Further, Wis. Stat. § 804.09, relating to the production of documents and things and entry upon land for inspection and other purposes, provides: "(3) Persons not parties. This rule does not preclude an independent action against a person not a party for production of documents and things and permission to enter upon land."

¶ 41. These statutory provisions illustrate that a nonparty may be required to provide or produce evidence. In the present case, we find that because the information sought by Crawford is not privileged, the court's order granting Crawford's motion to compel was a lawful order under Wis. Stat. § 146.82(2)(a)4.

¶ 42. Finally, we are concerned, as was the court of appeals, that the nonparty's privacy rights be protected to the extent fully provided by law. Accordingly, in this case we order that all records produced by Care Concepts regarding D.D. in response to the interrogatories be initially examined in camera by the circuit court for a determination of whether any privileged information is potentially at risk of exposure.

[11]

¶ 43. We conclude that the circuit court properly issued its order compelling Care Concepts to answer the interrogatories filed by Crawford. The information *140 sought pertaining to aggressive or assaultive behavior by D.D. is not protected by the physician-patient privilege. Additionally, the order of the circuit court on this matter was a lawful order under Wis. Stat. § 146.82(2)(a)4.

By the Court.—The decision of the court of appeals is affirmed, and the cause remanded to the circuit court.

NOTES

[1] Crawford v. Care Concepts, Inc., 2000 WI App 59, 233 Wis. 2d 609, 608 N.W.2d 694.

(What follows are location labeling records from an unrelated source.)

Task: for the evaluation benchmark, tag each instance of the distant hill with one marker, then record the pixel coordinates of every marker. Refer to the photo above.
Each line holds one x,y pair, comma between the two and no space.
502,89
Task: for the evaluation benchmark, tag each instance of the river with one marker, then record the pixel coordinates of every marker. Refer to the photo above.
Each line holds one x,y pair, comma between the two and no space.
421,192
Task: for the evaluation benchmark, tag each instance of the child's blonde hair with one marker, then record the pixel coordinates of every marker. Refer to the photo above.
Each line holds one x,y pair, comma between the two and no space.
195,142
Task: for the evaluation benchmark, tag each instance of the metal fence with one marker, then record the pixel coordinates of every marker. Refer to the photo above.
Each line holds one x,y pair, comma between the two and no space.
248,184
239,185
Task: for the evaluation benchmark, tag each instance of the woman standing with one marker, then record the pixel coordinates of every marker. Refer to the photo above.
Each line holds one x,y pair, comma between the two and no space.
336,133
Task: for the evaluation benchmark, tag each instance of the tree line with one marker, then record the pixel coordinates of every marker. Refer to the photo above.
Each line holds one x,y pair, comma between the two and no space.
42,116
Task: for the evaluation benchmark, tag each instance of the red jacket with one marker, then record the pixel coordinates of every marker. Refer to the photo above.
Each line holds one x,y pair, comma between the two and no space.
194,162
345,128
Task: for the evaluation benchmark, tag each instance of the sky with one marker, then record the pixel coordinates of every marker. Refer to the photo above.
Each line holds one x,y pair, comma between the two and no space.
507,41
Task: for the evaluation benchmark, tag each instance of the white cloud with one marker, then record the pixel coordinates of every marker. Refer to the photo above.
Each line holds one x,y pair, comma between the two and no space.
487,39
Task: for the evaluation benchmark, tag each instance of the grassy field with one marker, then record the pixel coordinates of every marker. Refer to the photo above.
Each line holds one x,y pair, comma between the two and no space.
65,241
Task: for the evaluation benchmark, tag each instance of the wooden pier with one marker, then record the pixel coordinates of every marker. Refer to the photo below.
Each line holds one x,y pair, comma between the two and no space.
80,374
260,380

[2] All subsequent references to the Wisconsin Statutes are to the 1997-98 version, unless otherwise indicated.

[3] We note that Care Concepts does not dispute the relevance of the information sought by Crawford.

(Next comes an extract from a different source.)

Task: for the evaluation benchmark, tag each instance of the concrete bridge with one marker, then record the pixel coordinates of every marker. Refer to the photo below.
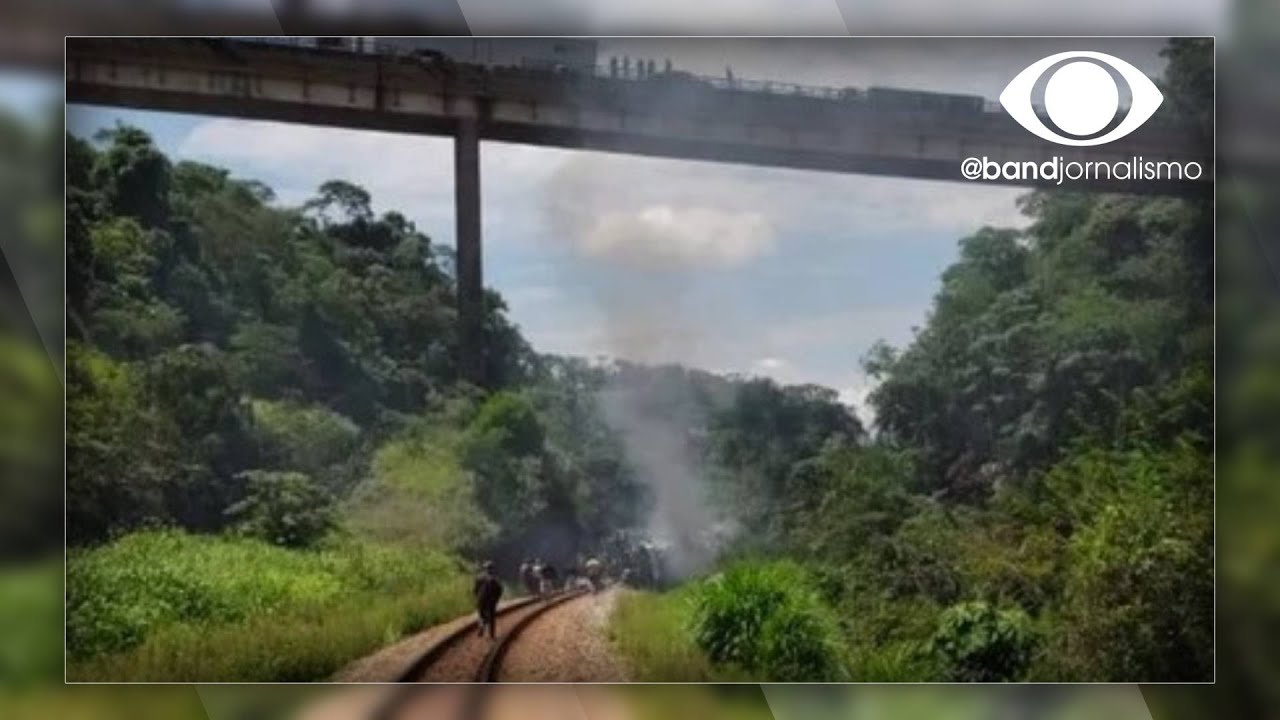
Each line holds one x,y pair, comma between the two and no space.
664,114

[4] The privilege set forth in Wis. Stat. § 905.04(2)(a) protects communications between a patient and a variety of professionals, including registered nurses, psychologists, marriage and family therapists and others. In this opinion, the privilege will be referred to as the physician-patient privilege, as it is widely known.

[5] Commentators agree with this conclusion.

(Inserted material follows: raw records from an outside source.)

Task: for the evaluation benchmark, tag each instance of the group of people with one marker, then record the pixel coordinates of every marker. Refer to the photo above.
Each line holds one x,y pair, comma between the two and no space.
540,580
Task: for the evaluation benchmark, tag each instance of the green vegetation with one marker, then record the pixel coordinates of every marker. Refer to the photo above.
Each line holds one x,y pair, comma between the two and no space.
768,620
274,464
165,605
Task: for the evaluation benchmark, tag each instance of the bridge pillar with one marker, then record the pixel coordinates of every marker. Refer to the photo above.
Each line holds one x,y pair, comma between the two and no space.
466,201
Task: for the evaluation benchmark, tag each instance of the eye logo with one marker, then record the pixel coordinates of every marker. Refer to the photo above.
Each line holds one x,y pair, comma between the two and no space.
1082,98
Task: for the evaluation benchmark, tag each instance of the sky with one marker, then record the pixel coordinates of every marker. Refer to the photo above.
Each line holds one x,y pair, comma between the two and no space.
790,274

[The privileges in Wis. Stat. § 950.04] are broader than other privileges that are restricted to "communications," since they also extend a protective cover to "information obtained or disseminated" during the professional contacts. The communications or information must have been made, obtained or disseminated for purposes of diagnosing or treating the patient's physical, mental or emotional condition.

7 Daniel D. Blinka, Wisconsin Practice § 504.2, p. 212 (1991).

[6] Conceivably, there may be a situation where a nursing home resident is encompassed within the class of individuals outlined in Wis. Stat. § 905.04(1)(b). Our analysis here includes this situation.

[7] In support of this contention Care Concepts cites State v. Locke, 177 Wis. 2d 590, 604, 502 N.W.2d 891 (Ct. App. 1993), in which the court of appeals wrote: "The patient's objectively reasonable perceptions and expectations of the medical provider are the proper gauge of the scope of the sec. 905.04 privilege." The Locke decision does not resolve the issues in this case.

[8] Under Wis. Admin. Code MED § 10.02(1)(n) (Dec. 1999) it is unprofessional conduct for a physician to willfully divulge a privileged communication or confidence.